The tip-off prompted two police officers to carry out an unannounced check at his home on Feb. 7.
When they met Philipp F., he was cooperative and gave no indication of mental health problems. The officers even ended up chatting about how the flat was furnished.
His licence was inspected and police also had to check whether his weapon and ammunition were properly stored, which they were, except for one projectile that was incorrectly lying on top of the gun safe.
Philipp F. was given a verbal warning about the stray projectile. He was apologetic and the projectile was placed into the safe, after which the police felt they could not take any more action.
"The entire situation also showed no indications for the officers that could have pointed to a mental illness," said Meyer. "On the contrary, they had a further conversation with him about a variety of things, such as the furnishing of the flat and similar things, and at the end they went out and gave him a verbal warning for the minor offence."
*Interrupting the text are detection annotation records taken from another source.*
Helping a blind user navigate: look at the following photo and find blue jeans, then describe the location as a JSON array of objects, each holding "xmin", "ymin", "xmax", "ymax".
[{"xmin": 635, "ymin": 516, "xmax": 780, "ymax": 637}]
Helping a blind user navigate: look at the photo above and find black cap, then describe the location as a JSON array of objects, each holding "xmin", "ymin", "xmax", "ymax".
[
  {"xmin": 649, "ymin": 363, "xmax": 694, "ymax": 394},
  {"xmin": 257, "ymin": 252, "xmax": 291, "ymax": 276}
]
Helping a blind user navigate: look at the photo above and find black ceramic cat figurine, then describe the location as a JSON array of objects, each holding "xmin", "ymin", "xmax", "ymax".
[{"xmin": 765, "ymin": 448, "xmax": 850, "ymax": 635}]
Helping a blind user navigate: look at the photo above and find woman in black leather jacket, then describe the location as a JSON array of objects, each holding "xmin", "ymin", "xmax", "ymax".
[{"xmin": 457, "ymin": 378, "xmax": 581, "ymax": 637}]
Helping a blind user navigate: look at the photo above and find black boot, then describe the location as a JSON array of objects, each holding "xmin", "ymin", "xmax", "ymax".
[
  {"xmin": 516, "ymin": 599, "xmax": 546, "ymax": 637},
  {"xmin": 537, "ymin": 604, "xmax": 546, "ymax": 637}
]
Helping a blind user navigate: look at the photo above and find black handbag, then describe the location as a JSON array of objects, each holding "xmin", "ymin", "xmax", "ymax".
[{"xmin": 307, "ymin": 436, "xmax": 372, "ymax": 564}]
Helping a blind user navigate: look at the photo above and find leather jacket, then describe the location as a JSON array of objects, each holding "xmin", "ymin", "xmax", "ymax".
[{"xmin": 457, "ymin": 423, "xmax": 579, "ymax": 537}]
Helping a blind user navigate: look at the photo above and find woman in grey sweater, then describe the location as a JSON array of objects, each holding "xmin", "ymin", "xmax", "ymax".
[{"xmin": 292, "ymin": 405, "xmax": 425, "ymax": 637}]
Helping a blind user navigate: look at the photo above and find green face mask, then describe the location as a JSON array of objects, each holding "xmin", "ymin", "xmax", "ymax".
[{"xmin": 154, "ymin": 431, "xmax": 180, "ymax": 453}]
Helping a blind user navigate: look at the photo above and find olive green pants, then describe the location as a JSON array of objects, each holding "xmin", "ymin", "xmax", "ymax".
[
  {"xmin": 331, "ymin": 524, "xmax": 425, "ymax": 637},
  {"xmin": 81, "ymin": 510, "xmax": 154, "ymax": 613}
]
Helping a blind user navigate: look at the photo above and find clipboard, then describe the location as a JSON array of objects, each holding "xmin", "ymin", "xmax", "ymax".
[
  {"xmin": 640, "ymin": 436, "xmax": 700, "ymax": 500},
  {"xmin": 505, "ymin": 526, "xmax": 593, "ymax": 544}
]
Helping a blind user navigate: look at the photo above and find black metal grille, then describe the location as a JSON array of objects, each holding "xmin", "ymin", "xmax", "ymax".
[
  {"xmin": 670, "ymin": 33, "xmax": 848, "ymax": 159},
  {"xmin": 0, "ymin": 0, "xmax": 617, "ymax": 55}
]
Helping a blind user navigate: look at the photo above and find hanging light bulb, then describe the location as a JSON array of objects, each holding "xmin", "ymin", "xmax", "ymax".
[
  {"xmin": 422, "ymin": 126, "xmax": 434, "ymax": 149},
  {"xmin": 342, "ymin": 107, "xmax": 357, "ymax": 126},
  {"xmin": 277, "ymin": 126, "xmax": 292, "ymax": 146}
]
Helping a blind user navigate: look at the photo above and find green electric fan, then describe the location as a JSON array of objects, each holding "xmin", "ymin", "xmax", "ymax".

The interior ministry has said the country's gun controls are already very strict. However, the government has come under pressure to tighten rules, following a string of attacks in recent years and most recently after authorities uncovered an extremist network plotting an armed coup late last year.
A law on tighter gun control that Berlin is preparing stipulates would-be owners undergo a psychological suitability test, Interior Minister Nancy Faeser said on Friday on a visit to the scene of the shooting.
In Germany, people aged 18 or over with no criminal history can obtain a permit to own a gun if they fulfil certain legal requirements. These regulate the weapon's safe storage and also require that the individual is psychologically fit.
The authorities can conduct spot checks on gun owners to ensure they are adhering to the requirements.
Germany last changed its weapons law in 2020, when it outlawed certain large magazines. Also part of the changes was the introduction of a check by authorities every five years to see whether there is justification for possession of a weapon.
As part of the background check, the weapons authority must inquire with Germany's domestic intelligence agency whether the person concerned is known there as an extremist.
Officials at the briefing said they were now reviewing whether such processes should be tightened.
"Even if the arms control colleagues pursued this tip-off professionally, and were personally convinced by the situation and assessment that they conducted, we must once again take a critical look at these procedures, above all the legal procedures and requirements for further measures," Meyer said.